I
1.
data <- read.csv("/Users/timyang/Downloads/GoldUP.csv")
data2 <- data[ , c("Gold_Price", "Interest_Rate", "CPI", "USD_Index")]
pairs(data2, pch = 18, col = "steelblue")
library(GGally)
## Loading required package: ggplot2
## Registered S3 method overwritten by 'GGally':
## method from
## +.gg ggplot2
#generate the pairs plot
ggpairs(data2)
model <- lm(Gold_Price~ Interest_Rate + CPI + USD_Index, data = data2)
hist(residuals(model), col = "steelblue")
#create fitted value vs residual plot
plot(fitted(model), residuals(model))
#add horizontal line at 0
abline(h = 0, lty = 2)
summary(model)
##
## Call:
## lm(formula = Gold_Price ~ Interest_Rate + CPI + USD_Index, data = data2)
##
## Residuals:
## Min 1Q Median 3Q Max
## -4911.6 -1939.2 -633.6 1417.1 13820.4
##
## Coefficients:
## Estimate Std. Error t value Pr(>|t|)
## (Intercept) -284.018 1903.514 -0.149 0.88152
## Interest_Rate 491.182 162.744 3.018 0.00282 **
## CPI 380.144 6.642 57.231 < 2e-16 ***
## USD_Index -128.712 16.753 -7.683 4.2e-13 ***
## ---
## Signif. codes: 0 '***' 0.001 '**' 0.01 '*' 0.05 '.' 0.1 ' ' 1
##
## Residual standard error: 2923 on 235 degrees of freedom
## Multiple R-squared: 0.938, Adjusted R-squared: 0.9373
## F-statistic: 1186 on 3 and 235 DF, p-value: < 2.2e-16
# my equation is
# Gold_Price= -284.018+491.182*Interest_Rate+380.144*CPI-128.712*USD_Index
library(stargazer)
##
## Please cite as:
## Hlavac, Marek (2022). stargazer: Well-Formatted Regression and Summary Statistics Tables.
## R package version 5.2.3. https://CRAN.R-project.org/package=stargazer
stargazer(model, type = "text", title="Descriptive statistics", digits=1, out="table1.txt")
##
## Descriptive statistics
## ===============================================
## Dependent variable:
## ---------------------------
## Gold_Price
## -----------------------------------------------
## Interest_Rate 491.2***
## (162.7)
##
## CPI 380.1***
## (6.6)
##
## USD_Index -128.7***
## (16.8)
##
## Constant -284.0
## (1,903.5)
##
## -----------------------------------------------
## Observations 239
## R2 0.9
## Adjusted R2 0.9
## Residual Std. Error 2,922.9 (df = 235)

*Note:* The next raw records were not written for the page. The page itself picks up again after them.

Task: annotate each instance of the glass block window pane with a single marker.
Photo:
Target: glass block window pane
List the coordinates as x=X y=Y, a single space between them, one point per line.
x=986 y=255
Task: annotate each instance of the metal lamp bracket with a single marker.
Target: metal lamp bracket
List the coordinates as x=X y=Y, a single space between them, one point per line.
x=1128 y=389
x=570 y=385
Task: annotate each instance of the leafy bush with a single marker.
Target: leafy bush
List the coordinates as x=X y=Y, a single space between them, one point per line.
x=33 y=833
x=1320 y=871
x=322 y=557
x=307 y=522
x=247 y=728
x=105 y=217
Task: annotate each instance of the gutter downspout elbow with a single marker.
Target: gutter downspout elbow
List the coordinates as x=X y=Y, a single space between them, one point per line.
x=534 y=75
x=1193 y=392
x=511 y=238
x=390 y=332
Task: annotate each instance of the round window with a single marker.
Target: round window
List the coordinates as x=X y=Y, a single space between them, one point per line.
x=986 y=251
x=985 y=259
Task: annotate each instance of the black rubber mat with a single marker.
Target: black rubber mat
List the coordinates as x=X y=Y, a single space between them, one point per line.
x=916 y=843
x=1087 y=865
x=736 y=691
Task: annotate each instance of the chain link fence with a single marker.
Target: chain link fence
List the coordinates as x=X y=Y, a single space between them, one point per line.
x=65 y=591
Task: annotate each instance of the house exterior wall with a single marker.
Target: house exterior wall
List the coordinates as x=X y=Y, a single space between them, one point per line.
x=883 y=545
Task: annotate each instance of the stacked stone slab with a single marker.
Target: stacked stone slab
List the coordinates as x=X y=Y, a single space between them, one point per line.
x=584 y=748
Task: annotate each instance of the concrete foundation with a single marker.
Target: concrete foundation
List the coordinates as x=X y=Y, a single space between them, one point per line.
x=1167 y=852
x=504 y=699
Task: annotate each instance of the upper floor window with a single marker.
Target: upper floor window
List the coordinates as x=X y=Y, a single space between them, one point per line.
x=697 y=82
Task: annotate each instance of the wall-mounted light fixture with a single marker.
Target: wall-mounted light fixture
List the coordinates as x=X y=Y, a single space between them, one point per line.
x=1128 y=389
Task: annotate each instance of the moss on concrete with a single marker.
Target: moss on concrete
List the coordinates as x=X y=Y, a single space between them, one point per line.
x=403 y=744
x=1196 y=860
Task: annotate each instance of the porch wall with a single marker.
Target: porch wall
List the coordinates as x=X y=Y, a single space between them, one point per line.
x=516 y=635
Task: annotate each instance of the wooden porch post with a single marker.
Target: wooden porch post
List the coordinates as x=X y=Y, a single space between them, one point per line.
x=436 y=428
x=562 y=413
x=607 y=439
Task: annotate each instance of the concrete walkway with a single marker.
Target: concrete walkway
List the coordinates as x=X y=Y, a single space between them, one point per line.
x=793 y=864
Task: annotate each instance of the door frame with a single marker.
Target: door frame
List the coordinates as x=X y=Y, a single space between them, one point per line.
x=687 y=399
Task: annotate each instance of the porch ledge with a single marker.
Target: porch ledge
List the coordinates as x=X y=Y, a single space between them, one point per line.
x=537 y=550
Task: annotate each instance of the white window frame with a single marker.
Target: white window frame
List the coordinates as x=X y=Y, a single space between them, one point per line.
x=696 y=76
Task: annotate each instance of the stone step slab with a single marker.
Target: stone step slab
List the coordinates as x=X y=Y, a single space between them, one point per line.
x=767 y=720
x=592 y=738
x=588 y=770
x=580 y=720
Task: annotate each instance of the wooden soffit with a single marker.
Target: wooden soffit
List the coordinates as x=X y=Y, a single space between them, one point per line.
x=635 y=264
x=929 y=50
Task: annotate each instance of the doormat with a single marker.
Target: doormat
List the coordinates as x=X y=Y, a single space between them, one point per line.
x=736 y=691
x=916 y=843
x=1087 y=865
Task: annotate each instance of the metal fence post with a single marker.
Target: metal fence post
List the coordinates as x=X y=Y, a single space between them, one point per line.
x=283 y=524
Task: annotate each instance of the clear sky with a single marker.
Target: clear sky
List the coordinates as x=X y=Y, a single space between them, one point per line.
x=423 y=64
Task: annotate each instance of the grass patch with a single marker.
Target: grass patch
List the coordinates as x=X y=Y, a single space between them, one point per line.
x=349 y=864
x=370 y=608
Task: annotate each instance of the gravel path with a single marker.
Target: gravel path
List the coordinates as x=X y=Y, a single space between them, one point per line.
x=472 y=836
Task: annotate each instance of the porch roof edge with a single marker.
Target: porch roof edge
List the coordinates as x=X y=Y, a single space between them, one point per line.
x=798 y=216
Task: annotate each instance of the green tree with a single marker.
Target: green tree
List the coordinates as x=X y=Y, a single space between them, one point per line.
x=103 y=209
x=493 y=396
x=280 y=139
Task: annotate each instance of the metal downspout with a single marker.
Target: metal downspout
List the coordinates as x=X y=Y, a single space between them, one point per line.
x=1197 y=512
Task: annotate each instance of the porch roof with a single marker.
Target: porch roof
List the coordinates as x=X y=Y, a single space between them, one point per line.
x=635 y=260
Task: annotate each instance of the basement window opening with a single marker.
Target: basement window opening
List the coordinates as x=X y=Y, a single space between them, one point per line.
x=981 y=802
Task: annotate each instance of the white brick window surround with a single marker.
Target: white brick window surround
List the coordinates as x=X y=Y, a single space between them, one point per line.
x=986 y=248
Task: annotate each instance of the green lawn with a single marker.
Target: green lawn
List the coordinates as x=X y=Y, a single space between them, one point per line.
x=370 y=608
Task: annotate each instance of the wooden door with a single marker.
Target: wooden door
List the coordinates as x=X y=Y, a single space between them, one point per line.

## F Statistic 1,186.1*** (df = 3; 235)
## ===============================================
## Note: *p<0.1; **p<0.05; ***p<0.01
2.
From the pairs plot we can see that the Gold_Price and Interest_Rate appear to have a strong negative linear correlation, Gold_Price and CPI appear to have a strong positive linear correlation, Gold_ Price and USD_Index appear to have a modest negative linear correlation, they are magnitude meaningful to statistical significance
The overall F-statistic of the model is 1186, and the corresponding p-value is 2.2e-16. This indicates that the overall model is statistically significant. In other words, the regression model as a whole is useful. through the residual graph, we are predicting the negative gold price, the relationship between the Gold Price and interest rate is nonlinear, the residual is more equally above or below the zero line.
4.
plot(model)
When met, the Gauss-Markov assumptions enable the ordinary least squares (OLS) estimator to belong to the class of linear estimators known as BLUE (Best Linear Unbiased Estimator). The term “linearity” refers to a linear relationship between the independent and dependent variables. Rigid Exogeneity is the situation in which, given any value of the independent variables, the expected value of the error term is zero. Although it makes hypothesis testing and interval estimation easier, this assumption is not required for OLS estimators to be impartial and effective. Whether these presumptions hold true in a particular analysis relies on the research question and the data’s context. It is crucial to verify these hypotheses with statistical tests and diagnostic instruments.
5.
The unbiased estimates generated by ordinary least squares (OLS) regression have the lowest variance among all potential linear estimators. The linear regression model’s parameters can be estimated using the OLS approach.
II
A linear relationship between the independent variable(s) and the dependent variable is the underlying assumption of linear regression. However, the relationship might not always be linear in real-world scenarios. The relationship can be changed to become more linear by taking the logarithm of one or more variables. Other modeling techniques or transformations can be better suitable in some situations. Furthermore, a grasp of the logarithmic scale is necessary for interpreting coefficients in log-transformed models, and logarithmic transformations can lessen the effect of extreme values or outliers. Taking the logarithm can assist lessen the disproportionate impact that outliers have on the model in linear regression.